Pas moins de 23 fois, le quinquagénaire avait fait le plein de sa voiture sans payer. Mardi matin, il comparaissait devant le tribunal correctionnel.
De Mondorf à Luxembourg en passant par Schengen, Remerschen et Frisange ainsi que Bereldange et Windhof…, la liste des stations-services qui ont été victimes de grivèleries est longue. Après avoir fait le plein, Jean filait en douce. À chaque fois, il ponctionnait entre une vingtaine et une soixantaine d’euros de carburant. Son addition s’élève aujourd’hui à près de 1 200 euros.
Les premiers faits reprochés au quinquagénaire remontent à octobre 2014. Mais c’est près d’un an plus tard qu’il est une première fois interpellé dans une station-service. Les gérants d’une pompe à Frisange reconnaissent l’automobiliste qui, quelques jours plus tôt, a fait le plein chez eux sans passer par la caisse. Ils le prient de payer l’addition. On est fin septembre 2015. Cette interpellation ne semble toutefois nullement gêner le quinquagénaire dans son élan. À peine cinq jours plus tard, Jean commet déjà la prochaine infraction.
Il faut attendre le 14 mars 2016 – Jean en est désormais à sa 23e grivèlerie – pour qu’il soit de nouveau arrêté en flagrant délit. La police saisit alors sa voiture.
«Saisir sa voiture, le seul moyen de l’arrêter»
D’après la représentante du parquet, «c’était le seul moyen de l’arrêter» : «Comme il n’avait plus de voiture, il n’avait plus la possibilité de faire le plein sans payer.»
À la barre du tribunal correctionnel mardi matin, le prévenu, âgé de 59 ans, n’a pas contesté les faits. Le Luxembourgeois, qui touche aujourd’hui le RMG et dort dans un foyer, explique avoir eu des problèmes financiers à l’époque : «J’habitais en Allemagne depuis 2013. Je n’étais pas correctement payé par mes employeurs…»
«Qu’est-ce que les stations-services ont à voir avec vos problèmes financiers ? Vous pouviez laisser votre voiture et vous déplacer à pied !, le coupe le président.
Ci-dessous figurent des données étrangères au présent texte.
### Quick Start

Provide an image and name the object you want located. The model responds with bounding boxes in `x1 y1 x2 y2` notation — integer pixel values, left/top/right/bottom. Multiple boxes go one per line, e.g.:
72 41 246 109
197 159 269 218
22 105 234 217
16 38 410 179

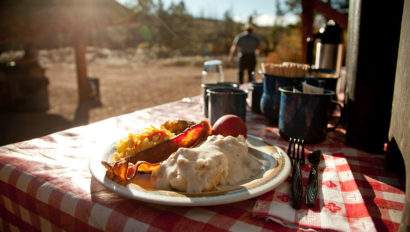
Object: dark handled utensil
306 150 322 208
288 138 305 209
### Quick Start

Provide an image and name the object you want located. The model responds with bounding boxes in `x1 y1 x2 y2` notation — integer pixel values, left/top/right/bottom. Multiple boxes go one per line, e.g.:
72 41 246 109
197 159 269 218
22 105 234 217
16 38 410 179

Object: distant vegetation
0 0 346 62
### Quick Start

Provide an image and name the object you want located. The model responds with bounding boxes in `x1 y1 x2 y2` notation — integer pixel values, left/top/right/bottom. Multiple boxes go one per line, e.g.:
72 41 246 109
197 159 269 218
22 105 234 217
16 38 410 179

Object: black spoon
306 150 322 208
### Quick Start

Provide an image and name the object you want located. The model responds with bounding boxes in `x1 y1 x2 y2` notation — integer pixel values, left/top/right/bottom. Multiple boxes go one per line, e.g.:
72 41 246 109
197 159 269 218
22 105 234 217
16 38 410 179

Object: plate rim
89 135 291 206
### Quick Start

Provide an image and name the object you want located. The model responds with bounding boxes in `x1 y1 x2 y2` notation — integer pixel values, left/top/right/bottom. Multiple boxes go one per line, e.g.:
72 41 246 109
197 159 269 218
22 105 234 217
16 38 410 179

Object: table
0 97 404 231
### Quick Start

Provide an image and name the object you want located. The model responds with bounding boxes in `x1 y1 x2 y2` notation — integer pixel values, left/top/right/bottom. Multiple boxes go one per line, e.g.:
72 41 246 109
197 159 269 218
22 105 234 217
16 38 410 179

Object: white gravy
152 135 261 193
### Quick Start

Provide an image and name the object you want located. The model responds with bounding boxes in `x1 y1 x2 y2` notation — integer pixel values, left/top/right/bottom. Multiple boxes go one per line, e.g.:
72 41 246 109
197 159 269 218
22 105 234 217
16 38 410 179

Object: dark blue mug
279 87 341 143
260 74 305 125
207 87 248 125
250 81 263 114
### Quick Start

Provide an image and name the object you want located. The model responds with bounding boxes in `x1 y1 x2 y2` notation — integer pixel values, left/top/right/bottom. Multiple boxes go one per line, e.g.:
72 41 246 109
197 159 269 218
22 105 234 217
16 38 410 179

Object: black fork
288 138 305 209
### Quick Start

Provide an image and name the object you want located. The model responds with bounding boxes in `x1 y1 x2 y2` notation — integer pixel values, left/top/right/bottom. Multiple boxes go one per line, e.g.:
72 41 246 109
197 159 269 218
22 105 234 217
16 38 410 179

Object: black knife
306 150 322 208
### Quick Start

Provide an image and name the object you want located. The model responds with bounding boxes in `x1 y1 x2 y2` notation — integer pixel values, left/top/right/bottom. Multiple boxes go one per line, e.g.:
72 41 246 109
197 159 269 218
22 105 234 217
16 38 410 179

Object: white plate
90 136 291 206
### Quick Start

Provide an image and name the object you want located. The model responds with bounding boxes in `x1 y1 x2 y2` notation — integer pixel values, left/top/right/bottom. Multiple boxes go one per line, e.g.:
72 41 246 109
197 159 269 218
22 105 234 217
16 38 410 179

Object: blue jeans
238 54 256 84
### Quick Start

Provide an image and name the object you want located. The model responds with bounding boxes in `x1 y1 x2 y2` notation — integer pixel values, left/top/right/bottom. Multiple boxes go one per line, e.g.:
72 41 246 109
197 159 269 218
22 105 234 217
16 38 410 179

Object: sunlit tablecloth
0 97 404 231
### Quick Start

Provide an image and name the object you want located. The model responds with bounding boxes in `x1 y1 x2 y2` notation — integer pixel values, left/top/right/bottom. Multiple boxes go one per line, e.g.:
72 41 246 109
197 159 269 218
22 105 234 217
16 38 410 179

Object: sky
117 0 297 26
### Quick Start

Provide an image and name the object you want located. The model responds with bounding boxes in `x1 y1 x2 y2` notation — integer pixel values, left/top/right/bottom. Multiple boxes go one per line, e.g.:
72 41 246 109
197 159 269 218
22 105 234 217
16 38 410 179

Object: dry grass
0 47 243 145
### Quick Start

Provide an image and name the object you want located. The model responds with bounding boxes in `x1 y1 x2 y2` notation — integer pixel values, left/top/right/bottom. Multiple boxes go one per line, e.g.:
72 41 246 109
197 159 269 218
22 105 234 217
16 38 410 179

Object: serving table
0 97 404 231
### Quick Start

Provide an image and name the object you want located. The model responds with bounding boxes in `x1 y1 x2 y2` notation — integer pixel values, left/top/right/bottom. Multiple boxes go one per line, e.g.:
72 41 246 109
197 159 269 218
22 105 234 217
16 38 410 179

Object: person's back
230 25 261 84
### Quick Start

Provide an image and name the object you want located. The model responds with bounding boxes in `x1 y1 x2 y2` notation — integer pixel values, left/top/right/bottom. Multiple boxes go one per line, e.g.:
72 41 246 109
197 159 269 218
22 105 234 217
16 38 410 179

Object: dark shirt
233 32 261 55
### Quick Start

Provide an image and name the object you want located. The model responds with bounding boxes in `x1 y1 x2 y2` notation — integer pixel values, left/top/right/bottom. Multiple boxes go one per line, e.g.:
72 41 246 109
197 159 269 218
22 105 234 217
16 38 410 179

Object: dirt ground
0 59 237 145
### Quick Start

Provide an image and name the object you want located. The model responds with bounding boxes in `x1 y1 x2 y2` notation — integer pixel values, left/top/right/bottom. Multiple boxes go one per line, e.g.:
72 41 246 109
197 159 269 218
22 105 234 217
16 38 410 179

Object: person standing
229 23 261 84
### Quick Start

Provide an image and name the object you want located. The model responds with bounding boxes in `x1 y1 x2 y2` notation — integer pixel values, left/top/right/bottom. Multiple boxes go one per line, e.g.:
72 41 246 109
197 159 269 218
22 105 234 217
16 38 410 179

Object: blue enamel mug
279 87 341 143
260 74 305 125
201 82 239 117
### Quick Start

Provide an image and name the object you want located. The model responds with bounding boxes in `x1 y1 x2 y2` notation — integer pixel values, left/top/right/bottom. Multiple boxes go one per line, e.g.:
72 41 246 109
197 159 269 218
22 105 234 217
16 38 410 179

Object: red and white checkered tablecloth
0 97 404 231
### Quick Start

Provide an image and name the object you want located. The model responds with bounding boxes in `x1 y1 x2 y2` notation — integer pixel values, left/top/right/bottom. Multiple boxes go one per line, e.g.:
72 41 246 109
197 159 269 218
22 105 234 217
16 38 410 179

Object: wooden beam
73 30 92 103
314 0 348 29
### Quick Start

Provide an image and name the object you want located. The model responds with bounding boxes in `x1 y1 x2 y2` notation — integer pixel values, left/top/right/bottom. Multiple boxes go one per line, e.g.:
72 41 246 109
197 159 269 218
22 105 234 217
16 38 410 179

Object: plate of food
89 118 291 206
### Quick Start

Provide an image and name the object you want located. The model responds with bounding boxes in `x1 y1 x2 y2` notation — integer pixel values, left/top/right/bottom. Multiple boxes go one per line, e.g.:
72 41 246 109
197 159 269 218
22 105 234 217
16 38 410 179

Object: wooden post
302 0 316 63
387 0 410 231
73 30 92 103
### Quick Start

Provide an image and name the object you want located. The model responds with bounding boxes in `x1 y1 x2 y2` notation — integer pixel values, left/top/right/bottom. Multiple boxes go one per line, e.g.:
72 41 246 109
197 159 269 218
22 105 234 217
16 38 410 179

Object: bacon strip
101 120 211 181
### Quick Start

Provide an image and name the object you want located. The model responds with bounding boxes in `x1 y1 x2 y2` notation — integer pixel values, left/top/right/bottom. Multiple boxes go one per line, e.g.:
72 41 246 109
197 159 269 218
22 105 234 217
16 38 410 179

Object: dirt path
0 62 240 145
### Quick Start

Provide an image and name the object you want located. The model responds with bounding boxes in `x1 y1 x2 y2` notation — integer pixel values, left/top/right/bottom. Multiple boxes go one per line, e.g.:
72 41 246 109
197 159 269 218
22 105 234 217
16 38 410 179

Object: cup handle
328 100 343 130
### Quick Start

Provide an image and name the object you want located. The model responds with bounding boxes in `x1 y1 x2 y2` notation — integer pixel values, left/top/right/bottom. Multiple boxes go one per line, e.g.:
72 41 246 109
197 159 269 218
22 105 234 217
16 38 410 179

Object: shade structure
0 0 135 102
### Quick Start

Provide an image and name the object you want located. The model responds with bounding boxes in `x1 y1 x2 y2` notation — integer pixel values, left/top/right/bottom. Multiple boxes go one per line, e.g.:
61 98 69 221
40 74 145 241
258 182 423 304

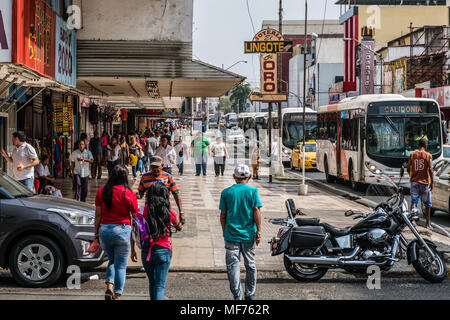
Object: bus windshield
283 118 317 149
367 107 441 158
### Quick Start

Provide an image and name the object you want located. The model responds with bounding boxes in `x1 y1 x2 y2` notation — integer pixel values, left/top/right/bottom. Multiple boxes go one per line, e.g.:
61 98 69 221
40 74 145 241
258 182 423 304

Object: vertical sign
12 0 56 79
55 16 77 87
253 29 284 94
361 40 375 94
0 0 12 62
53 103 73 137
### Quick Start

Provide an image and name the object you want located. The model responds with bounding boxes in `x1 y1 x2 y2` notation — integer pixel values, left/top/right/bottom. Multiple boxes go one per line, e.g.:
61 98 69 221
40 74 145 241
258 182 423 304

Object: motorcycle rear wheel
412 245 447 283
283 248 328 282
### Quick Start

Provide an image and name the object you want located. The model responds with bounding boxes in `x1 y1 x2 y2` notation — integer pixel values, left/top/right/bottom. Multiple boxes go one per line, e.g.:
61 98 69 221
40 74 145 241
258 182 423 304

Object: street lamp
222 60 247 70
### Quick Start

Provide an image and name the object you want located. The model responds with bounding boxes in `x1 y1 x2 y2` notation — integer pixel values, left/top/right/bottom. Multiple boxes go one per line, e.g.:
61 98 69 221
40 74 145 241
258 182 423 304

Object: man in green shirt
219 164 262 300
191 132 210 177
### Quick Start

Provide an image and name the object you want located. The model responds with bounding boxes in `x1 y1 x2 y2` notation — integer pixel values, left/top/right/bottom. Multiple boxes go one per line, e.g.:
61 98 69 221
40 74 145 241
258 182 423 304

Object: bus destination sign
369 102 439 114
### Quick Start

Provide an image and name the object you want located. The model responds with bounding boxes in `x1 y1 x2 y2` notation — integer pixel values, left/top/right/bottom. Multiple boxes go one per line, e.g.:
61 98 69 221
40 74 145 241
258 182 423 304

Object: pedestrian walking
211 137 228 177
95 165 139 300
250 143 261 180
155 136 177 175
191 132 210 177
138 156 186 224
175 136 189 176
70 140 94 202
219 165 262 300
145 131 159 172
142 182 182 300
407 138 434 229
89 131 103 179
119 135 130 169
1 131 39 191
128 135 143 178
106 136 122 177
34 154 55 193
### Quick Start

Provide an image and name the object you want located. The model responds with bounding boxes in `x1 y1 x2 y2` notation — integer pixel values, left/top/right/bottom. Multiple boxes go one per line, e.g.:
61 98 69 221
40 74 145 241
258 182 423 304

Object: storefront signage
12 0 56 79
361 40 375 94
244 41 293 53
53 103 73 137
0 0 12 62
55 16 77 87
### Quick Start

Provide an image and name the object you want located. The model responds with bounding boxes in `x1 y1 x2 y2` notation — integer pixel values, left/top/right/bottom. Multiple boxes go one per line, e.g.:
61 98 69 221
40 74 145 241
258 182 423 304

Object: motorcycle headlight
47 208 95 225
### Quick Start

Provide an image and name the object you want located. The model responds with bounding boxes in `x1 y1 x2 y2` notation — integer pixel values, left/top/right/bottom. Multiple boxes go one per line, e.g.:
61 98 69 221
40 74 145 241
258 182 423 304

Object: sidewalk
57 159 450 272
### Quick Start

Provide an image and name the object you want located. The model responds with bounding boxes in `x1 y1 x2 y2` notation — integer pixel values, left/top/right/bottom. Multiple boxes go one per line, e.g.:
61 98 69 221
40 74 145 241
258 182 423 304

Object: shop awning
77 40 245 100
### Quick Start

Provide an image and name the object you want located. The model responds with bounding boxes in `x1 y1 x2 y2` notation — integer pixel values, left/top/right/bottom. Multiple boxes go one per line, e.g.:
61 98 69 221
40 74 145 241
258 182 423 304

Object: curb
280 171 450 239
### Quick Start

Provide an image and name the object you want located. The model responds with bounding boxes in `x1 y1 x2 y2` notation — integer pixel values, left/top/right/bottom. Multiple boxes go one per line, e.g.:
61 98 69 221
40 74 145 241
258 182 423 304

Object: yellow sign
244 41 293 53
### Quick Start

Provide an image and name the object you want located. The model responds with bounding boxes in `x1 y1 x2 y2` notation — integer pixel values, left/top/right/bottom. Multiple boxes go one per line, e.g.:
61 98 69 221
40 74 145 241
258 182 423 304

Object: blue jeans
19 178 34 192
225 241 256 300
99 224 131 294
142 245 172 300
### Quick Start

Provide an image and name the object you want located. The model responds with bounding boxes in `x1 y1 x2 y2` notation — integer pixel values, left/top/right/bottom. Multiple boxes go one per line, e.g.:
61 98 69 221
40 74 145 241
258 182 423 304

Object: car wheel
9 235 64 288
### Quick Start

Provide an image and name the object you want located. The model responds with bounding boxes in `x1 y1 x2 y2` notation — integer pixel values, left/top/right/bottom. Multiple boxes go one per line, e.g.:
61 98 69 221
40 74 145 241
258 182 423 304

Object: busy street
0 0 450 308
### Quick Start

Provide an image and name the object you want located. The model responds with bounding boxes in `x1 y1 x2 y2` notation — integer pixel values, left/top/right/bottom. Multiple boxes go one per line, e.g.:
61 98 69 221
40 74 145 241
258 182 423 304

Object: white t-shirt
213 142 225 157
11 142 37 181
34 163 50 178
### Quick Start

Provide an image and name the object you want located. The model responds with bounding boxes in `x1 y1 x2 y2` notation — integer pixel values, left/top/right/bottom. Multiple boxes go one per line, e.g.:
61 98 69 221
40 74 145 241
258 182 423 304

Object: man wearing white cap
219 164 262 300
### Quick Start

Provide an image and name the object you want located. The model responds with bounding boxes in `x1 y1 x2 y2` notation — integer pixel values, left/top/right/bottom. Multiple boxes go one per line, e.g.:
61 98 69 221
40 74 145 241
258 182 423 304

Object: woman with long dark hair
140 182 182 300
95 165 139 300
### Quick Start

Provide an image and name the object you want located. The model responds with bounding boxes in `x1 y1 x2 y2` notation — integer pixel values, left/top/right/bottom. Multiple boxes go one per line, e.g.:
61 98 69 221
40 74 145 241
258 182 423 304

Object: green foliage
230 82 252 113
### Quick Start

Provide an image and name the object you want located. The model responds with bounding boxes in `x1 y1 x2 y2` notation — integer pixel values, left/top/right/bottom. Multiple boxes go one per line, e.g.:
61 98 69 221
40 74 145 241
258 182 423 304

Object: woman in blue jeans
139 182 182 300
95 165 139 300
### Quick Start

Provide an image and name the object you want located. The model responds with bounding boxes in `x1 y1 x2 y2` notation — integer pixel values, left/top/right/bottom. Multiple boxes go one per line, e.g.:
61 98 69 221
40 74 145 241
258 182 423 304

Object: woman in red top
95 165 139 300
139 182 182 300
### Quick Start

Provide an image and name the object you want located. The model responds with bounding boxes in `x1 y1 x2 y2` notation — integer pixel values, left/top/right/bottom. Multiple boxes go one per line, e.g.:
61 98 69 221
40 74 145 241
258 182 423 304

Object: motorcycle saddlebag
291 226 325 248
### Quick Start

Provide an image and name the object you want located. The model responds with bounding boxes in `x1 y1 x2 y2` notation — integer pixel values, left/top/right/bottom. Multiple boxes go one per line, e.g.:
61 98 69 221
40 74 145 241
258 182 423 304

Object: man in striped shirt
138 156 185 224
408 138 433 229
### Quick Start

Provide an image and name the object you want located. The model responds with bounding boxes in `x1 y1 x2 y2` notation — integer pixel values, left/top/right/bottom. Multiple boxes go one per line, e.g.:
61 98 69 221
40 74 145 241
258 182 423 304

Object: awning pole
5 87 31 113
16 87 45 113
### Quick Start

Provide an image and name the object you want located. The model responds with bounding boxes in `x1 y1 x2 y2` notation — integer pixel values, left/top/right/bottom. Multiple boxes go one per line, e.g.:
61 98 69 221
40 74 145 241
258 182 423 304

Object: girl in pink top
136 182 182 300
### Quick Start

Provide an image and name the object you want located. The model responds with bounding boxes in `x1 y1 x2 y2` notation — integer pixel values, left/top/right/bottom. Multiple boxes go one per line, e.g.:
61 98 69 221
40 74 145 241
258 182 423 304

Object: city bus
317 94 443 190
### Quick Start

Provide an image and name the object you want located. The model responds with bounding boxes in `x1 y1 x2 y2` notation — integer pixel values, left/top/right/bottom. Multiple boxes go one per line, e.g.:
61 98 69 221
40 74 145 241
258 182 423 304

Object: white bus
238 108 317 164
317 94 443 190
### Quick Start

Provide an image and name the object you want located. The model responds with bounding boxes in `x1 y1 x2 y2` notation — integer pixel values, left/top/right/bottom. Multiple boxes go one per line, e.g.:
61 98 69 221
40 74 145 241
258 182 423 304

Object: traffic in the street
0 0 450 310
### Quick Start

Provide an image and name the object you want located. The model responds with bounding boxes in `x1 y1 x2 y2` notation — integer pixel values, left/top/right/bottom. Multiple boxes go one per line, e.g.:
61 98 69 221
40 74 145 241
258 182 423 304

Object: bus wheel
324 158 334 183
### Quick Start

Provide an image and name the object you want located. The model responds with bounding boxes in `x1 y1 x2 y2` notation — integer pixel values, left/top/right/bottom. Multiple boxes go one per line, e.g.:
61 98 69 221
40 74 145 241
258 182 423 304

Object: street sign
244 41 293 53
248 92 287 102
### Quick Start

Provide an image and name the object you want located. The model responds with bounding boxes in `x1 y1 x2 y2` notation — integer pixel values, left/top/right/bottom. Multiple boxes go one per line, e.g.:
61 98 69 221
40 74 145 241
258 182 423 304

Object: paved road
0 272 450 300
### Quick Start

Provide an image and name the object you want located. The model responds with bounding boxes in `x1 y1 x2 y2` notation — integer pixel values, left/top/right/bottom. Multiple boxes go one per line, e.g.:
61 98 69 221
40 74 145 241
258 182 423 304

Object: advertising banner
12 0 56 79
55 16 77 87
0 0 12 62
53 103 73 137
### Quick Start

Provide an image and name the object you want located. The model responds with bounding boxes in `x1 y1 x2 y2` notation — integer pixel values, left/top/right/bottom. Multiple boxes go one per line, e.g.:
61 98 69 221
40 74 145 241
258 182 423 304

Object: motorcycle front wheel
412 245 447 283
283 249 328 282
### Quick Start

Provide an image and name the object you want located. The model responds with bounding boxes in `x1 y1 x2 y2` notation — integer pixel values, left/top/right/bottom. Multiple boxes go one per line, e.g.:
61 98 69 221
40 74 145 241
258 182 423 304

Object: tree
230 82 252 113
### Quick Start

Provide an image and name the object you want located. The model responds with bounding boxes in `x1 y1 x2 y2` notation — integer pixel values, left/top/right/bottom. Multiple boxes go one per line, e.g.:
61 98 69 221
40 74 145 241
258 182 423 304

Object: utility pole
298 0 308 196
277 0 284 176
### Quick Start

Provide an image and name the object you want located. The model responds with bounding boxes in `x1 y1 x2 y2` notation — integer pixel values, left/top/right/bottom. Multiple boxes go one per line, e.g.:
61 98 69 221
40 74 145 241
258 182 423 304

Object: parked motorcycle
269 163 447 283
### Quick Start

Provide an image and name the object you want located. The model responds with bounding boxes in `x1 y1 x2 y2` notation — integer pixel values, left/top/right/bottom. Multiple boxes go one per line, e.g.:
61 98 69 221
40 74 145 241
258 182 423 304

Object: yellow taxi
291 140 317 170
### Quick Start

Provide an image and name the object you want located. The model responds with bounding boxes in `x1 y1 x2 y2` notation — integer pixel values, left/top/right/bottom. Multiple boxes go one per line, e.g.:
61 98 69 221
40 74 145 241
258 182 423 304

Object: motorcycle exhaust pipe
286 247 360 265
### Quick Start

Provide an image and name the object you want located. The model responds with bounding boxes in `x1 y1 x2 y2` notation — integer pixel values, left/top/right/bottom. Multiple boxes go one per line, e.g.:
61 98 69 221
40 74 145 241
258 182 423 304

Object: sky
193 0 340 87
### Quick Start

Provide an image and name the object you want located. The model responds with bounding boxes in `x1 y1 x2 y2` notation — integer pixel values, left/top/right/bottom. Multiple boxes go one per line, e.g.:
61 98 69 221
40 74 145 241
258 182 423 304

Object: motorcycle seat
295 218 320 227
320 223 351 237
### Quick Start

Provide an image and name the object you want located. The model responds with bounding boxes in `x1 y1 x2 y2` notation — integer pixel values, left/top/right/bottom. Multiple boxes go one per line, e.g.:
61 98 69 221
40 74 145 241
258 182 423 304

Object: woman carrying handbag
95 165 139 300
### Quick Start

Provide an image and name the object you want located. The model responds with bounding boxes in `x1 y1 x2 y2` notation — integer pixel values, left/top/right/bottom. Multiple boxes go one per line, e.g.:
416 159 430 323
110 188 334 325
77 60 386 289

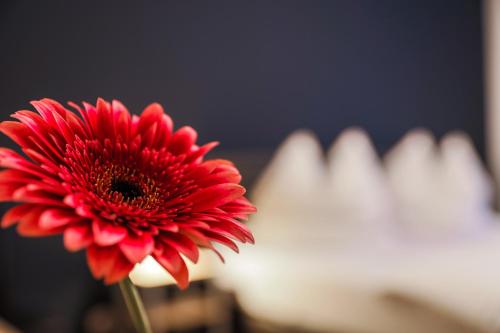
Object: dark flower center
110 178 143 200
Vous avez fait 23 fois le plein sans payer.» «Cela ne va plus se reproduire. C’est déjà assez pénible», rassure le prévenu.
Lorsque le juge lui demande s’il a réglé ses dettes depuis qu’il a reçu sa citation au tribunal, il répond : «Je n’ai pas reçu de factures.» La question est reformulée : «Est-ce qu’entretemps vous avez payé les stations-services ?» –«Non. Je n’avais pas de voiture. Comment est-ce que je pouvais aller aux stations-services ?»
Son avocat à la défense a demandé au tribunal de ne pas prononcer d’amende. «Si vous en infligez une à mon client, il aura à nouveau un problème d’argent, a plaidé Me Roland Michel. Je propose de le condamner à des travaux d’intérêt général (TIG). Il s’engage à rembourser les 1 200 euros aux stations-services par tranches de 200 euros par mois.» Me Michel a, par ailleurs, donné à considérer que la vente de sa voiture saisie lui permettrait de payer sans problème les différentes stations-services.
Un an de prison requis
Face à la multiplicité des faits commis par le prévenu, la représentante du parquet a requis un an de prison, soit la peine maximale prévue par l’ancienne loi, ainsi que la confiscation de sa voiture. «En mars 2016, il s’est fait arrêter pour la deuxième fois et sa voiture avait été saisie. Mais il n’a pas eu l’idée de payer les stations-services», récapitule-t-elle. En effet, si le quinquagénaire avait payé toutes ses dettes, il ne se serait pas retrouvé au tribunal. À noter qu’entretemps la loi a changé. Aujourd’hui, la grivèlerie d’essence est considérée comme un vol, puni d’un emprisonnement d’un mois à cinq ans de prison et d’une amende de 251 euros à 5 000 euros.
Le parquet constate que le prévenu a déjà plusieurs inscriptions dans son casier. En Allemagne, le quinquagénaire a ainsi déjà été deux fois condamné pour abus de confiance. Et à Diekirch, il a déjà été condamné en 2015 pour des faits de grivèlerie.
Deux gérants de station-service se sont constitués parties civiles. Ils réclament un total de près de 210 euros de dommages et intérêts. L’un d’entre eux demande notamment le remboursement des frais de recherche vidéo.
Le tribunal rendra son jugement vendredi.